On the work of the Lorentz and Ampère forces.

From the very definition of work, it follows that the force acting in a magnetic field on an electric charge and perpendicular to its velocity cannot do work. However, when a current-carrying conductor moves, carrying charges along with it, the Ampere force still does work. Electric motors serve as a clear confirmation of this.

This contradiction disappears if we take into account that the movement of a conductor in a magnetic field is inevitably accompanied by the phenomenon of electromagnetic induction. Therefore, along with the Ampere force, work on electric charges also performs the electromotive force of induction arising in the conductor.

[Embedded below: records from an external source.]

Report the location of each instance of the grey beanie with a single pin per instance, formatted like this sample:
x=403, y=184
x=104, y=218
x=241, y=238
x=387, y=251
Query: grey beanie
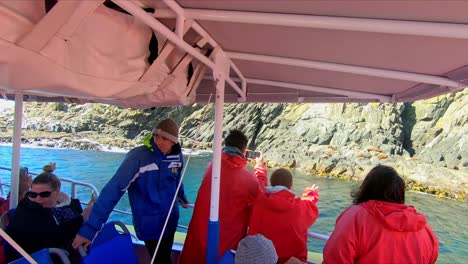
x=256, y=249
x=167, y=128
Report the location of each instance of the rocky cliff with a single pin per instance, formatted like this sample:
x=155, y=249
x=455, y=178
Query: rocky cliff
x=426, y=140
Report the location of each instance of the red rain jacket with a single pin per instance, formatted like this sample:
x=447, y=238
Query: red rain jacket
x=381, y=232
x=285, y=219
x=238, y=190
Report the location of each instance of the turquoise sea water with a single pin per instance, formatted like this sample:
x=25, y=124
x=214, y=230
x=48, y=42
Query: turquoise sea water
x=447, y=218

That., full work The force of the magnetic field consists of the mechanical work due to the Ampère force and the work of the emf induced by the movement of the conductor. Both works are equal in absolute value and opposite in sign, so their sum is equal to zero. Indeed, the work of the ampere force during the elementary displacement of a current-carrying conductor in a magnetic field is equal to

, during the same time emf induction does work

then full work

.

The Ampere forces do the work not due to the energy of the external magnetic field, which can remain constant, but due to the emf source that maintains the current in the circuit.